閉じる

ニュース・フラッシュ

2011年1月10日 バンクーバー 片山弘行

加:Vale、Voisey’s Bay鉱山労働者との労働協議再開するも不調

 カナダ・ニューファンドランド-ラブラドル州でVoisey’s Bayニッケル-銅-コバルト鉱山を操業しているVale Newfoundland and Labrador Ltd.(以下、Vale)は、2009年8月1日からストライキを継続している鉄鋼労働組合(United Steelworkers、以下USW)第9508支部加盟の労働者(全従業員約180名のうち約120名が加盟)と州政府指名の調停者立会いの下、2011年1月5日に雇用契約に関する協議を再開したが、1月6日、協議は物別れに終わったことを明らかにした。
 両当事者による労働協議は、州政府設置のVoisey’s Bay労働調査委員会(Voisey’s Bay Industrial Inquiry Commission)により2010年12月23日に州政府に提出された第一次調査報告書に対して、1月中旬までに何らかの回答が求められていることから再開されたものであり、前回2010年10月に協議されて以来2か月ぶりのものであった。
 今回物別れに終わった協議に関してValeは、USWが要求していた賃上げ額より大きな額を提示していたにもかかわらず、雇用契約の期限に関して両者の折り合いがつかなかったことを明らかにした。

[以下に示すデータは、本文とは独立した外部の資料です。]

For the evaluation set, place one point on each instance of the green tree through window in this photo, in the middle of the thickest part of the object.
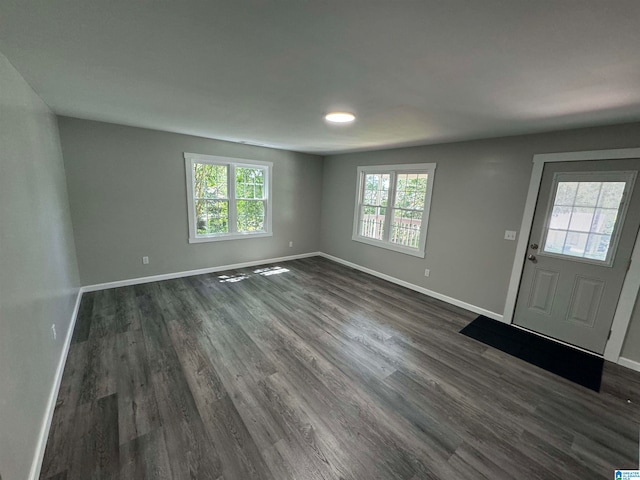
(228, 199)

具体的には、Sudbury鉱山の労働者と歩調を合わせるためにSudburyでの雇用契約と期限を一致させることで、より大きな交渉力を得たい労働者側と、Sudburyとは交渉を別にしたいVale側の隔たりが埋められなかったとのことである。また、Valeは調査委員会の報告書は不十分な分析に基づくものであるとの声明を発表している。一方で、USWは1月6日付けニュースリリースでValeの態度に落胆の意を表明している。
 Voisey’s Bay労働調査委員会は、本件に関する最終報告書を2011年2月25日までに提出することとし、それを受けて州政府は、委員会の裁定に従うよう両者に勧告するか、仲裁に持ち込むかを決定することとなる。